Treatment Plant

Treatment Plant

Water Pollution Control Facility

Troutdale's Water Pollution Control Facility (located on NW Graham Road) was placed in operation in November, 2001, following a 19-month construction period. The plant, constructed at a cost of $15.5 million, has an average dry weather capacity to treat 3 million gallons of sewage a day. This nearly doubles the capacity of the former plant which is no longer in operation. The new facility was designed by CH2M Hill and constructed by Williams Bros Construction of Spokane.

How Does It Work?

Read about a component (right) in the treatment process to learn more about it.

Headworks

A building of approximately 1,200 square feet in which raw sewage is received and passed through screens to remove large particulates, grit, and debris.

Primary Clarifiers

Two in-ground, circular concrete units, each approximately 45 feet in diameter and 12 feet deep, which receive raw sewage from the headworks and remove some suspended solids and suspended organic particles by settling action.

Aeration Basins

Two rectangular concrete units, each approximately 225 feet long, 26 feet wide, and 16 feet deep, which receive sewage from the primary clarifiers and allow dissolved organic matter to interact with bacteria in an oxygen-rich environment, converting the organic matter into suspended solids that will settle out in the secondary clarifiers.

Secondary Clarifiers

Two in-ground, circular concrete units, each approximately 76 feet in diameter and 16 feet deep, which receive partially treated sewage from the aeration basins and further remove solids through settling.

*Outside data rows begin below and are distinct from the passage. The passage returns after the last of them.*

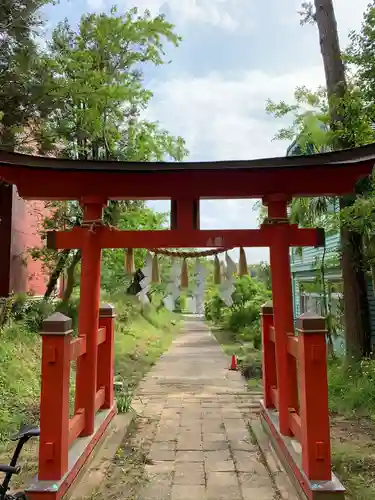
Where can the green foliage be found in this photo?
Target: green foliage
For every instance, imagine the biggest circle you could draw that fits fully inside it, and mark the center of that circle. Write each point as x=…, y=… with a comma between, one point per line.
x=22, y=96
x=352, y=388
x=242, y=318
x=96, y=82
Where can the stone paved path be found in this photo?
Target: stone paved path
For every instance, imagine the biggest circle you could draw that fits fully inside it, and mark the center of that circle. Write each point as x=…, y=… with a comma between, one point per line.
x=200, y=445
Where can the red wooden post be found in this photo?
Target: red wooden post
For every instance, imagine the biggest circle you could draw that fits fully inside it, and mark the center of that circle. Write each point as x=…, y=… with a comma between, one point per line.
x=106, y=354
x=54, y=400
x=268, y=355
x=282, y=305
x=86, y=378
x=315, y=435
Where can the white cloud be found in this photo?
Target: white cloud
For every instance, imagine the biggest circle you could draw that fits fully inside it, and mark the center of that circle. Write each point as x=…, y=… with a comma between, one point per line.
x=225, y=14
x=224, y=118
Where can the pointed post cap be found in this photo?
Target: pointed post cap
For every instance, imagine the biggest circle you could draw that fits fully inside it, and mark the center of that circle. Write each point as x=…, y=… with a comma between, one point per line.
x=267, y=309
x=57, y=324
x=311, y=323
x=107, y=311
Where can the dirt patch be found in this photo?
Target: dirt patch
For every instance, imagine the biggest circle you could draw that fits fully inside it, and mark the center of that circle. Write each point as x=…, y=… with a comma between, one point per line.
x=353, y=456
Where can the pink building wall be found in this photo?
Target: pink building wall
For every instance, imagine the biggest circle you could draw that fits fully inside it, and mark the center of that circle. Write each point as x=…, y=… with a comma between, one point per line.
x=26, y=274
x=19, y=223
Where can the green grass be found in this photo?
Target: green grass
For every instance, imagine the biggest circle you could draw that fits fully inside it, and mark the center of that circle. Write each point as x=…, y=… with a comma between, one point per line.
x=352, y=388
x=352, y=404
x=249, y=359
x=140, y=338
x=354, y=463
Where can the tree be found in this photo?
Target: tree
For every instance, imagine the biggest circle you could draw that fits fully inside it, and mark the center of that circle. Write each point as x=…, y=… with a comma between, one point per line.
x=342, y=133
x=95, y=83
x=22, y=96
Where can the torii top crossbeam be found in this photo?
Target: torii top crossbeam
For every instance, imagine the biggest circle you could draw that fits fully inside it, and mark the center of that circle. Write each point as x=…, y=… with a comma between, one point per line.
x=52, y=178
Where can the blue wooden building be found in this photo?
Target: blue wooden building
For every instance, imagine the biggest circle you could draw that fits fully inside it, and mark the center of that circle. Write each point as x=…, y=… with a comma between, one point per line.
x=306, y=265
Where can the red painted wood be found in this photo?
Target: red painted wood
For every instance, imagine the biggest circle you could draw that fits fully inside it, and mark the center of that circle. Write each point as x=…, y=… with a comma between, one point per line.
x=54, y=407
x=275, y=397
x=268, y=356
x=86, y=376
x=283, y=448
x=185, y=214
x=77, y=466
x=253, y=183
x=106, y=359
x=295, y=424
x=283, y=319
x=76, y=425
x=99, y=398
x=230, y=238
x=315, y=434
x=101, y=334
x=293, y=346
x=77, y=348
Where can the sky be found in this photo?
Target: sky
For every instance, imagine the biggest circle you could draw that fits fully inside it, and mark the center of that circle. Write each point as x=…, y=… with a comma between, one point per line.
x=235, y=54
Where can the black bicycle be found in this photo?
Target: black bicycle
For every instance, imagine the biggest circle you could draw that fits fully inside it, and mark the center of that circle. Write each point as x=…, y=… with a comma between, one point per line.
x=22, y=437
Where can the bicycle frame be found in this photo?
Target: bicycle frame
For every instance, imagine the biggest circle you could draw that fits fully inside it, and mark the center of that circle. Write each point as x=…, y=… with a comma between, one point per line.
x=8, y=476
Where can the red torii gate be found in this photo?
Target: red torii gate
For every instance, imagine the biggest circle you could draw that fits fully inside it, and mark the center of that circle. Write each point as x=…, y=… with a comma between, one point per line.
x=291, y=395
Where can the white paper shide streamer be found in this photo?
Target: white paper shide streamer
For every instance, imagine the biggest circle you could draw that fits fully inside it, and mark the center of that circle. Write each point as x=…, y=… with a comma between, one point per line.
x=173, y=286
x=227, y=287
x=145, y=283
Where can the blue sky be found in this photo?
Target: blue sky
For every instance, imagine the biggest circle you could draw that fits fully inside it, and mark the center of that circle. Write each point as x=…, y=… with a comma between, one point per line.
x=235, y=54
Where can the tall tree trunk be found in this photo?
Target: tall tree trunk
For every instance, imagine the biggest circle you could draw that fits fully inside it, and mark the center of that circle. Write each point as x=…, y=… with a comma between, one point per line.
x=53, y=279
x=356, y=309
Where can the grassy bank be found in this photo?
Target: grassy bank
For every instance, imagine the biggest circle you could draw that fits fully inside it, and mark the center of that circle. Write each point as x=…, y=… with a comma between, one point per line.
x=249, y=359
x=140, y=338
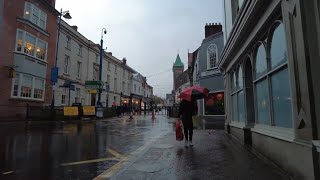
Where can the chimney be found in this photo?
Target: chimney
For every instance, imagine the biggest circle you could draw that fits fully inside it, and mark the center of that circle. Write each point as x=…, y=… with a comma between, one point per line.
x=75, y=28
x=124, y=61
x=212, y=28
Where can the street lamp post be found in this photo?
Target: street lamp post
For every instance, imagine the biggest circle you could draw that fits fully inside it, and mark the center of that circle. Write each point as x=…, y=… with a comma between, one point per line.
x=55, y=70
x=104, y=31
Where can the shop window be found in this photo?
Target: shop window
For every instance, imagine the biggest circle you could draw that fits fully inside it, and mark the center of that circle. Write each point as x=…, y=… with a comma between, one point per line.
x=214, y=104
x=237, y=96
x=27, y=86
x=272, y=87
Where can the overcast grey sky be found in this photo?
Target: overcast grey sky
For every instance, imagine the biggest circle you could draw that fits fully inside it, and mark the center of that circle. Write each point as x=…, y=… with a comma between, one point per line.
x=149, y=33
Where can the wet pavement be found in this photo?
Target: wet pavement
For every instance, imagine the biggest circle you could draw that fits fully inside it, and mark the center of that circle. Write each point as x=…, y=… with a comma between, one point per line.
x=119, y=148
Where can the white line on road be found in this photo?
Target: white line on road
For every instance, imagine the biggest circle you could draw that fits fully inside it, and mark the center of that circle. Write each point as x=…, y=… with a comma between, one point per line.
x=9, y=172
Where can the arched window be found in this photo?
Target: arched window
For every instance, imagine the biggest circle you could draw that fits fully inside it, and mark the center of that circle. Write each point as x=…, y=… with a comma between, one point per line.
x=212, y=55
x=272, y=87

Ultra-Violet Light Disinfection System

A medium pressure high intensity ultra-violet light system, consisting of 40 UV lamps, which receives treated effluent (liquid) from the secondary clarifiers and destroys disease-causing micro-organisms.

Outfall

A location on the Sandy River just north of Interstate 84 in which treated and disinfected aqueous effluent from the ultra-violet light disinfection system is discharged in accordance with a permit issued to the City by the Oregon Department of Environmental Quality.

Gravity Thickener

One circular concrete unit, approximately 36 feet in diameter and 10 feet deep, which receives biological solids settled out from the clarifiers and reduces the liquid content before it goes to the digesters.

Digester

Two circular concrete units, approximately 40 feet in diameter and 47 feet in height, which receive biological solids from the gravity thickener and biologically break them down in a heated and oxygen limited environment to render them stable.

Lagoon

One earthen basin lined with an impervious membrane, approximately 560 feet long, 225 feet wide, and 7.5 feet deep, which receives treated and stabilized biological solids from the digesters and stores them until they can be trucked for land-application to agricultural fields in accordance with rules established by the Oregon Department of Environmental Quality.